And we could fear an endgame destined to subvert the narrative drama once located only on the electoral map, its narrative unhinged from the map, pursued in cases that debate the ways votes were tallied, compiled, tabulated beyond November 3. Nate Silver’s map as not purely prognostic. If it reinforces the deeply divided nation fractured on broad-based faults of terrifyingly portentous contiguity, it suggests a painful endgame narrative, as court cases were pressed, recounts demanded, and charges of illegal voting launched in the face of attempts to aggregate votes from mail-in ballots in states predicted to “go blue.” The possibility of such “I can’t go on, I’ll go on” was not at all appealing.
Even if static, the alternative electoral maps staged a sort of drama of hypotheticals that anticipated the dangers of deep dissatisfaction across the nation. There is a deep fear that if no souther state “flip blue,” even a truly “tenuous win” might be almost pyrrhic.
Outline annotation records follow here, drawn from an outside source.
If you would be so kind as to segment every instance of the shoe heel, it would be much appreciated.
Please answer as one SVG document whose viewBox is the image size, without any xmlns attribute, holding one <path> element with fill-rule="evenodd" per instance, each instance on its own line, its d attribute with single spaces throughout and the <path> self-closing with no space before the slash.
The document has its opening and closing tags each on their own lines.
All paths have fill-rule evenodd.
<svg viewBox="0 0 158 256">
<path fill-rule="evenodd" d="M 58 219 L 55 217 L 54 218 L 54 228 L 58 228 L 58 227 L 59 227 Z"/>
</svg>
The narrative is grim, if its end result may have positive elements. Is its biggest impact not in delivering a President–the outcome of the electoral system–but, this year, it is also a map of the painful endgame of litigating the vote, even if the nation is haunted by a Mason-Dixon latitudinal divide among electors which most of the nation valiantly hoped we somehow might soon put behind us.
The narrative is displaced from the election. While Nate Silver notoriously went wrong in prognosticating 2016, he reminds us, in case we forgot, “Trump didn’t win the last election by that much.” This year the true terrifying story may well be the aftermath, and the difficulty to call the election, and what this means for the nation–which is a narrative that one may only gloss from the map, which threatens not to materialize in any trustworthy way until all the votes are counted–and all legal battles around their tabulation are hopefully resolved. But the most despicable sort of battles about VOTER ID, and the deeply divisive questions of the legitimacy of who could cast a ballot, were immersed in the heady waters of debates about immigration, seemed game for inclusion, as eighteen states now require VOTER ID, in ways that pose broad risks for disenfranchisement that local administration of elections threaten to perpetuate, after the refusal to amend the historic Voting Rights Act whose teeth were removed.
As other nations puzzle over the arcane methods for employing an electoral college that dilutes the actual popular vote that is distributed among apparently aristocratic holdovers of electors, but is in fact far closer to an ideal model citizenry of those honorable to place nation first over sectarian interests, the passionate intensity of division made such ideals seem destined for planned obsolescence, for reasons maybe not far removed from media technologies.
The liberating nature we find in designing our own DIY electoral maps on our peripherals offer more than a fun exercise in alternative realities in a national compact; playing with the maps are far more effective and engaged than most other forms of narcotics for assuaging anxiety, and do lower blood pressure. There was some pleasant chutpah to seeing Phillipe Reines put out his own prediction of an overwhelming Biden electoral victory that kept Trump below 200 electors, on November 2 2020, with a prescience reveals that the narrative was indeed there to be unpacked.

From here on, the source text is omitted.